Both women dominated their ways though the 2022 season, and now will fight for the season championship Nov. 25.
“I pretty much expected her (from the beginning of the season),” Pacheco told MMA Junkie. “She is a great athlete and is the champ of the division. But I intend to change this story. Today, I am much better prepared – physically, technically, mentally. All I can say is we are going to put on a great fight.”
Harrison first defeated Pacheco in May 2019 during a PFL regular season bout with a unanimous decision. They closed that same season with a rematch and again went the distance, and Harrison again took a unanimous decision.
Harrison has gone to the judges just three times in her 15-fight career, and Pacheco is responsible for two of those.

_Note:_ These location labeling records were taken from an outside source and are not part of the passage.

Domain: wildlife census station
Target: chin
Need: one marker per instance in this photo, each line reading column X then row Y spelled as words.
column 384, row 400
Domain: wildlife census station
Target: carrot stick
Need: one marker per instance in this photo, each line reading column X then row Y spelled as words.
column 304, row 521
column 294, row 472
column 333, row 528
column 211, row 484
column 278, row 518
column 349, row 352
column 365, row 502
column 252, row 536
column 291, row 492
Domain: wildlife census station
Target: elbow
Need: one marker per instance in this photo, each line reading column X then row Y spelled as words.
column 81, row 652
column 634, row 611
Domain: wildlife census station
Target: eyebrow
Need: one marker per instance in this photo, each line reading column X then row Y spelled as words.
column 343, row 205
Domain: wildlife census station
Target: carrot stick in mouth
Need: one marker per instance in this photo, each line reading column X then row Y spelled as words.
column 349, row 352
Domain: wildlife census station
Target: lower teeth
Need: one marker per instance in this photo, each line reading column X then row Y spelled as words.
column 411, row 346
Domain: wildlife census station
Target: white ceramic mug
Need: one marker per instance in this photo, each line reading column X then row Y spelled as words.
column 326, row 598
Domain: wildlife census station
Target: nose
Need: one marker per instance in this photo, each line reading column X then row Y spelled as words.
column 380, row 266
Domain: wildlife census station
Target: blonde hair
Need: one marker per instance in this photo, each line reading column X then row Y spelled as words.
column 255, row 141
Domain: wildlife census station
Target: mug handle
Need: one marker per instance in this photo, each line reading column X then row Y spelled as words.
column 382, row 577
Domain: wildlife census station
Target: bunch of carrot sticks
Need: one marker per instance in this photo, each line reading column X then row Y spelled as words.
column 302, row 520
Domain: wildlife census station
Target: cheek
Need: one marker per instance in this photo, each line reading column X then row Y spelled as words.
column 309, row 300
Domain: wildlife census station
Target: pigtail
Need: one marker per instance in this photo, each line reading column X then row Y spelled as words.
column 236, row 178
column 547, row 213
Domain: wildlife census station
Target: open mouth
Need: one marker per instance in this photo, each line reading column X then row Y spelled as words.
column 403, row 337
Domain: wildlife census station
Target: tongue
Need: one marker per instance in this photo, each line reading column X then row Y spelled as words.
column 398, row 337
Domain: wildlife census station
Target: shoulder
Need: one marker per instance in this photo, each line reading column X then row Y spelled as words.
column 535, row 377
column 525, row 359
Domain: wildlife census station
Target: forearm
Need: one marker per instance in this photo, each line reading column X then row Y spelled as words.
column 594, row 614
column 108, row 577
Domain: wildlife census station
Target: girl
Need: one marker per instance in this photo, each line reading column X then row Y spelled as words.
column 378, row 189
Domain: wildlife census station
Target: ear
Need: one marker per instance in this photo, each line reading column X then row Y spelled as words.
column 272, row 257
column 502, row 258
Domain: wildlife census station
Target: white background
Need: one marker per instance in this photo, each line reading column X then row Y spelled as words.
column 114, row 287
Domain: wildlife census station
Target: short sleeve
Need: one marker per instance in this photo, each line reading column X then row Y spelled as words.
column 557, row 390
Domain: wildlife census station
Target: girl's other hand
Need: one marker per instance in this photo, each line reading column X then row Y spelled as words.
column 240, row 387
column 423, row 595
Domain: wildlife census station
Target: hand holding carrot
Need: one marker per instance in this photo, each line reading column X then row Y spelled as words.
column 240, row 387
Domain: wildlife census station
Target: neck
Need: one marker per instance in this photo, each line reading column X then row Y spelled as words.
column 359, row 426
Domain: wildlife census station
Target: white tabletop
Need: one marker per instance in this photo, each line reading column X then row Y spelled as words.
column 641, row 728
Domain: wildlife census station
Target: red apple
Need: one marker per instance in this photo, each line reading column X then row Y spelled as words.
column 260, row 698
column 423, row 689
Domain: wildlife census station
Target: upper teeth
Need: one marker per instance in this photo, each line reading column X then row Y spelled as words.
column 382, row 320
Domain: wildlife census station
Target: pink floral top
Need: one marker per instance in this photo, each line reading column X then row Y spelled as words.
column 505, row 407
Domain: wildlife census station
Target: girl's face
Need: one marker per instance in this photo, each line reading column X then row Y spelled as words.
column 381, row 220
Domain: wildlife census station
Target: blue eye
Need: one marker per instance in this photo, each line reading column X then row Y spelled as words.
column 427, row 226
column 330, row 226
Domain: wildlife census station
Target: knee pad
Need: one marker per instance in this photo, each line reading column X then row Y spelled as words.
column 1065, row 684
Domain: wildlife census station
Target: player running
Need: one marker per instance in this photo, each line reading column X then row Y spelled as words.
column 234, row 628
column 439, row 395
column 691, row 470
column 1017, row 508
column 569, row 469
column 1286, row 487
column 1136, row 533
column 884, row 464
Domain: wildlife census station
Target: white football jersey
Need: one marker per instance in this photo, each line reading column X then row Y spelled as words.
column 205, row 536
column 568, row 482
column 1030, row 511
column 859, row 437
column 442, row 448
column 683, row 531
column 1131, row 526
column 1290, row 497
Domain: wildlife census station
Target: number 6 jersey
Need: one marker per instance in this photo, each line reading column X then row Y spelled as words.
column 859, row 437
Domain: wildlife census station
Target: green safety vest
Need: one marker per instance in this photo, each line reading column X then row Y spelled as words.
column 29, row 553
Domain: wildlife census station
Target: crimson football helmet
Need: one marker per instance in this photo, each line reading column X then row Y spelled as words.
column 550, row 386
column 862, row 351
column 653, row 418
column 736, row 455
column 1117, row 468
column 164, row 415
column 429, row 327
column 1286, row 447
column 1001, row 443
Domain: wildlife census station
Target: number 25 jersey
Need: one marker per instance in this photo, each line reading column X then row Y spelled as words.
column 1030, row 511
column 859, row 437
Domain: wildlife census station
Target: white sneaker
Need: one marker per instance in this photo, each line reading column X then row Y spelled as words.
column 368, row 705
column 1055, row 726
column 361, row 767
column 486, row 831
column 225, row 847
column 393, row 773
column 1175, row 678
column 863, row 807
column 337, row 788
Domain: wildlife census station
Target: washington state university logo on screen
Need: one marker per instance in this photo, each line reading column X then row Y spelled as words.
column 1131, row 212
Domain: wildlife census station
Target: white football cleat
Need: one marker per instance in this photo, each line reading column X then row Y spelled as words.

She’s more capable of handling Harrison’s talents than most, but there’s a difference between surviving to the final bell and actually crafting an avenue to victory.
Pacheco thinks she’s evolved enough that the complexion of the fight will change in the trilogy. Since her most recent loss to Harrison in December 2019, she’s rattled off five consecutive first-round knockout wins. The power in her hands has proven problematic for all her opponents, and she fully intends on finding out how Harrison will deal with it.
“I know I must keep it standing,” Pacheco said. “Even if I get taken down, I will get back up. I am working to match her in all areas of the fight. She is truly a great athlete. She is a two-time Olympic gold medalist. But this is MMA – there are more skills involved. No disrespect meant, but Kayla has not been tested. Everyone is good when things are good, right? But how about when they are not so good?”
Pacheco, 28, said she’s not concerning herself with the idea that this could be her final opportunity to share the cage with Harrison.
It’s likely a reality, though. Harrison has been open about the possibility if she three-peats as PFL champion, she’ll be ready to exit the season format and focus on bigger fights in PFL’s planned pay-per-view division.
How that transition could impact the future of PFL’s women’s lightweight division, and Pacheco in particular, remains unknown. However, Pacheco fully intends to shock the world, win a $1 million prize and shake things up by getting her hand raised.
“I want this title, and I am coming for it,” Pacheco said. “If I become champ this year, I believe that PFL has great things in store for me. To make all that money would be life changing for me and for my family. I could buy a house for myself, buy another for my mother and catch up with all those bills.”